- Died: November 2000 (aged 41)
- Cause of death: Executed
- Known for: Feeding murder victims to pigs; keeping detailed notes of his own crimes
- Criminal charge: Criminal collusion, 19 murders, robbery, robbery of guns and ammunition
- Penalty: Death

Details
- Victims: 19
- Span of crimes: 1997–2000
- Country: People's Republic of China
- Location: Kunming
- Injured: 1
- Weapons: Knives, guns
- Date apprehended: June 2000

= Yang Tianyong =

Criminal gang leader

Yang Tianyong (杨天勇; executed November 2000) was the leader of a criminal gang operating in Kunming, People's Republic of China, from 16 April 1997 to 31 May 2000.

After losing his job with Kunming's railway police, Yang stole police uniforms and formed a gang that stole cars by methods that included flagging them down and killing the drivers.
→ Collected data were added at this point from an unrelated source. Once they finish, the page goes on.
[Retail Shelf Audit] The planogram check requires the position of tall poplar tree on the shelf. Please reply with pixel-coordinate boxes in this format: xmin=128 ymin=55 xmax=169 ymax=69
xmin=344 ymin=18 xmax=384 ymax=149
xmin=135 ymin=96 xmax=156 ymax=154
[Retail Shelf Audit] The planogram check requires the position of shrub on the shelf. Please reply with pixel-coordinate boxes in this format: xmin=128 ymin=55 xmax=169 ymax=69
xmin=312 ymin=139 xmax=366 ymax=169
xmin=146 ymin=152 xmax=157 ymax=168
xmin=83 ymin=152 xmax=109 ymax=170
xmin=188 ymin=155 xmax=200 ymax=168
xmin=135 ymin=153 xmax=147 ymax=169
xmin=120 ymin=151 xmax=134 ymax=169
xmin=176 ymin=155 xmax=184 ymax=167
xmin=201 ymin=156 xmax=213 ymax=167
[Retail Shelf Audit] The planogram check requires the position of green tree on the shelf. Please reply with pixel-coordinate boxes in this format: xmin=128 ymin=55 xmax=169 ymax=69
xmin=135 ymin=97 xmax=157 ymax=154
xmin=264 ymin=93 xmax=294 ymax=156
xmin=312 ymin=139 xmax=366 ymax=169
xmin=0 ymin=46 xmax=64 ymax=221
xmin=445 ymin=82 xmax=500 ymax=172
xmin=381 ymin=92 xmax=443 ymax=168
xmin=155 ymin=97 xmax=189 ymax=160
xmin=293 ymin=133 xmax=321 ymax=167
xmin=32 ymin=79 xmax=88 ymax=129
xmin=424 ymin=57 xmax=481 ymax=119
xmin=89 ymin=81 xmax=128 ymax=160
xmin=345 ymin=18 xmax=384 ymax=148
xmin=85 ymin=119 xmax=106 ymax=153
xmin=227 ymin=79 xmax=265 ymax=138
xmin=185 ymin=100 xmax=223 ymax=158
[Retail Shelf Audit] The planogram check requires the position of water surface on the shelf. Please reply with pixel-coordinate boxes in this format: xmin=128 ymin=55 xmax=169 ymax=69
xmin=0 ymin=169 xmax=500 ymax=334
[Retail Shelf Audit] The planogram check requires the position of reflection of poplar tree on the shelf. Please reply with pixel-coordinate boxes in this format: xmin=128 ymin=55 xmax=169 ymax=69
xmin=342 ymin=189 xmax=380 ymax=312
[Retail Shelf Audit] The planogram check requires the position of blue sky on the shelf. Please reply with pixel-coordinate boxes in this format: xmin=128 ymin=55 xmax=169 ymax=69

He kept detailed notes of his crimes, which included a "practice" killing for which a pedestrian was abducted. His gang stole 24 motor vehicles valued at over 3.7 million yuan. They killed nineteen people. Yang used the proceeds of criminal activities to buy a pig farm and disposed of some victims' bodies by feeding them to his pigs and his three wolfhounds.

The gang was traced because they continued to use a mobile phone taken from their last victim, the police officer Zhu Kun, murdered on 31 May 2000.

After his arrest in 2000, Yang confessed to the 1998 murder of two police officers, one man and one woman, for which the woman's husband, Du Peiwu, had been sentenced to death in 1999. The sentence had not yet been carried out, and Du Peiwu was released after 26 months in prison.

Seven gang members were found guilty of collusion to commit robberies, murder, and robbery of guns and ammunition. Yang was reported to be 41 years old at the time of his execution.